This is an old revision of the document!

Chapter 3

In this chapter, we will introduce the basic definitions surrounding graphs, and list a spectrum of different algorithmic settings where graphs arise naturally. We will then discuss some basic algorithmic primitives for graphs, beginning with the problem of connectivity and developing some fundamental graph search techniques.

3.1 Basic Definitions and Applications

3.1.1 Definitions

A graph consists of a collection V of nodes (or vertices) and a collection E of edges, each of which “joins” two of the nodes. We thus represent an edge e ∈ E as a two-element subset of V: e = {u, v} for some u, v ∈ V, where we call u and v the ends of e.

A directed graph G’ consists of a set of nodes V and a set of directed edges E’, where each e’ ∈ E’ is an ordered pair (u, v). By contrast, an undirected graph is one in which the roles of u and v in a pair (u, v) for an edge e are interchangeable.

3.1.2 Examples of Applications of Graphs

Some well known examples of applications of graphs are given below:

Transportation networks (e.g. the map of routes served by an airline carrier)
Communication networks (e.g. a collection of computers connected via a network)
Information networks (e.g. the World Wide Web)
Social networks (e.g. Facebook)
Dependency networks (e.g for the list of courses offered by a college, we could have a node for each course and an edge from u to v if u is a prerequisite for v.)

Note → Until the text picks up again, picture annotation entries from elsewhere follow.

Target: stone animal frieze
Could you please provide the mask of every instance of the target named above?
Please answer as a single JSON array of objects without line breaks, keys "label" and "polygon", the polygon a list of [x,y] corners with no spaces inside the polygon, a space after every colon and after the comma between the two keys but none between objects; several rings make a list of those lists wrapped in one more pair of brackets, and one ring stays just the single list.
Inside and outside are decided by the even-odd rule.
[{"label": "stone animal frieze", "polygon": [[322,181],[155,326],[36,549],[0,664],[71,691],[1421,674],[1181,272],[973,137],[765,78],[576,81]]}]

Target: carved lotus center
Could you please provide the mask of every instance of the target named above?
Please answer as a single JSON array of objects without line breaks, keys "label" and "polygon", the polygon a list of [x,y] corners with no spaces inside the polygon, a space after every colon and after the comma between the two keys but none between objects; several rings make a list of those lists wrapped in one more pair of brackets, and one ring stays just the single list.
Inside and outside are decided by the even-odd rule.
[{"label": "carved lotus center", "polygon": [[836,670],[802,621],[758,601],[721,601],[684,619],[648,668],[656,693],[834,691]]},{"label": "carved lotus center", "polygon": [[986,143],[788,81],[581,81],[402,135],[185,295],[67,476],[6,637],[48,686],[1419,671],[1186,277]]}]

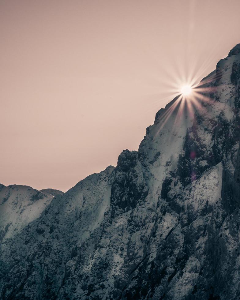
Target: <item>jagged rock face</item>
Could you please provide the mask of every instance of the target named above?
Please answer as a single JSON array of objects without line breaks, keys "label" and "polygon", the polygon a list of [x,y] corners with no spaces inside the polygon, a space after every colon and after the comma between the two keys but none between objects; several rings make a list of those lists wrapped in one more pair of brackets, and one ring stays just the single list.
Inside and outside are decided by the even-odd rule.
[{"label": "jagged rock face", "polygon": [[[64,193],[54,191],[54,196]],[[0,244],[38,218],[54,197],[52,194],[26,186],[0,184]]]},{"label": "jagged rock face", "polygon": [[240,298],[240,45],[177,97],[138,151],[54,197],[6,239],[5,299]]}]

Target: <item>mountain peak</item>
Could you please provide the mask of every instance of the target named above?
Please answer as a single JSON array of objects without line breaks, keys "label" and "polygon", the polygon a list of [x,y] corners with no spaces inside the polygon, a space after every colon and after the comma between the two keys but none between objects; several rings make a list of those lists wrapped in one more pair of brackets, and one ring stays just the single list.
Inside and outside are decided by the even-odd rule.
[{"label": "mountain peak", "polygon": [[237,44],[231,50],[230,50],[227,57],[230,57],[233,55],[237,55],[239,53],[240,53],[240,43]]}]

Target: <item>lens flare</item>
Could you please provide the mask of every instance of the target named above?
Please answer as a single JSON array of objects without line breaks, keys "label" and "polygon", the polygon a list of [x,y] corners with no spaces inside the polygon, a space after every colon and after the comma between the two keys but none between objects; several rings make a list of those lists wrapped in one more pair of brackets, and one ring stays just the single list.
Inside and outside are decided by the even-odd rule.
[{"label": "lens flare", "polygon": [[185,96],[189,95],[191,92],[192,88],[190,85],[187,84],[183,85],[181,88],[181,93]]}]

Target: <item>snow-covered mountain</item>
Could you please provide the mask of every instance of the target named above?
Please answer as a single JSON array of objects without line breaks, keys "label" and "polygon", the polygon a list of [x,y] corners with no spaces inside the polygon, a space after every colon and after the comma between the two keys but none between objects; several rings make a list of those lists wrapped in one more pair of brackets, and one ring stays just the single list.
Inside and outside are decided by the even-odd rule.
[{"label": "snow-covered mountain", "polygon": [[196,90],[5,240],[2,298],[240,298],[240,44]]},{"label": "snow-covered mountain", "polygon": [[51,189],[38,191],[30,186],[0,184],[0,245],[38,218],[61,191]]}]

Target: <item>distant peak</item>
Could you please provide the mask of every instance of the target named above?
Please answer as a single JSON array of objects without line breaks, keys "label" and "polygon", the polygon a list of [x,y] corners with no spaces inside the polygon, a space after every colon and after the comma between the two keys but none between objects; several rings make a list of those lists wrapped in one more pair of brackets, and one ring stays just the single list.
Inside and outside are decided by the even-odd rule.
[{"label": "distant peak", "polygon": [[240,44],[237,44],[235,47],[234,47],[228,53],[227,57],[229,57],[232,56],[233,55],[237,55],[239,53],[240,53]]}]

3.1.3 Paths and Connectivity

A path in an undirected graph G = (V, E) is defined to be a sequence P of nodes v_1, v_2, … , v_k-1, v_k with the property that each consecutive pair v_i, v_i+1 is joined by an edge in G.

A path is called simple if all its nodes are distinct from one another.

A cycle is a path v_1, v_2, … , v_k-l, v_k in which k > 2, the first k-1 nodes are all distinct, and v_1 = v_k. In other words, the sequence of nodes “cycles back” to where it began.

We say a graph is connected if, for every pair of nodes u and v, there is a path from u to v.

3.1.4 Trees

An undirected graph is a tree if it is connected and does not contain a cycle. We say that, for nodes v and w, w is a descendant of v (or v is an ancestor of w) if v lies on the path from the root node to w; and we say that a node is a leaf if it has no descendants.

Important to note: every tree with n nodes that exactly n-1 edges. Any less than n-1 edges and the graph will no longer be a tree, and any more than n-1 edges the graph will contain a cycle.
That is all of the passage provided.